Minnesota Timberwolves: Playing the Butler’s advocate
By Pat Hall
Player Leadership
Critics will say that the contracts were just the beginning but not the whole problem. That the problems really started when Butler requested the trade, missed opening practices, and started criticizing his teammates.
But consider this: Karl-Anthony Towns has been with the organization since 2015. Andrew Wiggins has been in Minnesota since 2014. Jimmy Butler? Just over a year. Wiggins and Towns, despite their young ages, should be the unquestioned leadership of this team. Minnesota has already made it clear with their contracts that these two players are the faces of the franchise.
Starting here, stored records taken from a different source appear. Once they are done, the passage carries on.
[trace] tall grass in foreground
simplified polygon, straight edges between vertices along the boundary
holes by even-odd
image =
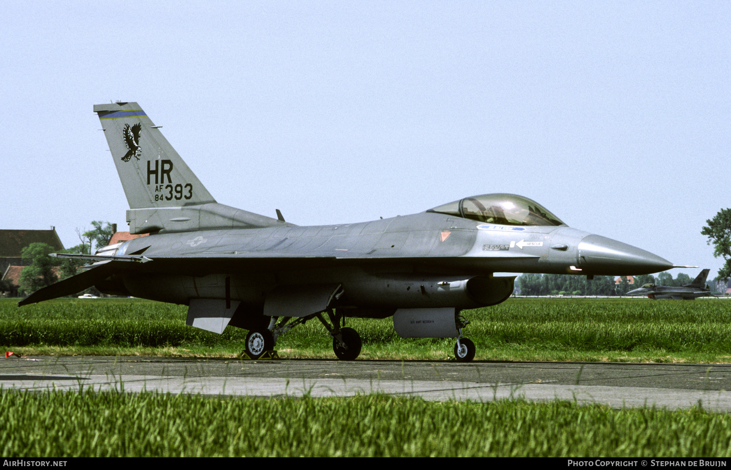
[[[0,393],[0,454],[728,457],[731,416],[567,402]]]
[[[73,354],[233,355],[246,331],[185,325],[186,307],[138,299],[58,299],[22,308],[0,300],[0,345]],[[511,298],[466,311],[476,359],[731,362],[731,300]],[[390,319],[348,319],[361,358],[446,359],[452,339],[401,339]],[[333,357],[317,320],[280,337],[283,357]],[[151,348],[153,349],[151,351]]]

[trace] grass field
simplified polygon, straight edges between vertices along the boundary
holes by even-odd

The team is loaded with talent, and is better than an 8-seed even in the top-heavy West. The way that Wiggins and Towns played last year and so far this year, it’s clear that they are not playing up to their potential.
At what point does one get frustrated over lack of leadership? Jimmy Butler was with the program long enough to wait for the leaders to step up, and those leaders seemed content with “same old, same old” through the summer and fall. Butler, at 29, doesn’t have time to play for the 8-seed, especially when looking around at a locker room containing Wiggins and Towns, veterans Derrick Rose, Jeff Teague, and Taj Gibson, and sky-is-the-limit rookie Josh Okogie, all led by a veteran coach Tom Thibodeau.
This team is capable of playing at home during the first round and Butler knows that. The silence from his teammates, the perceived complacency, could have been too much to keep Butler quiet.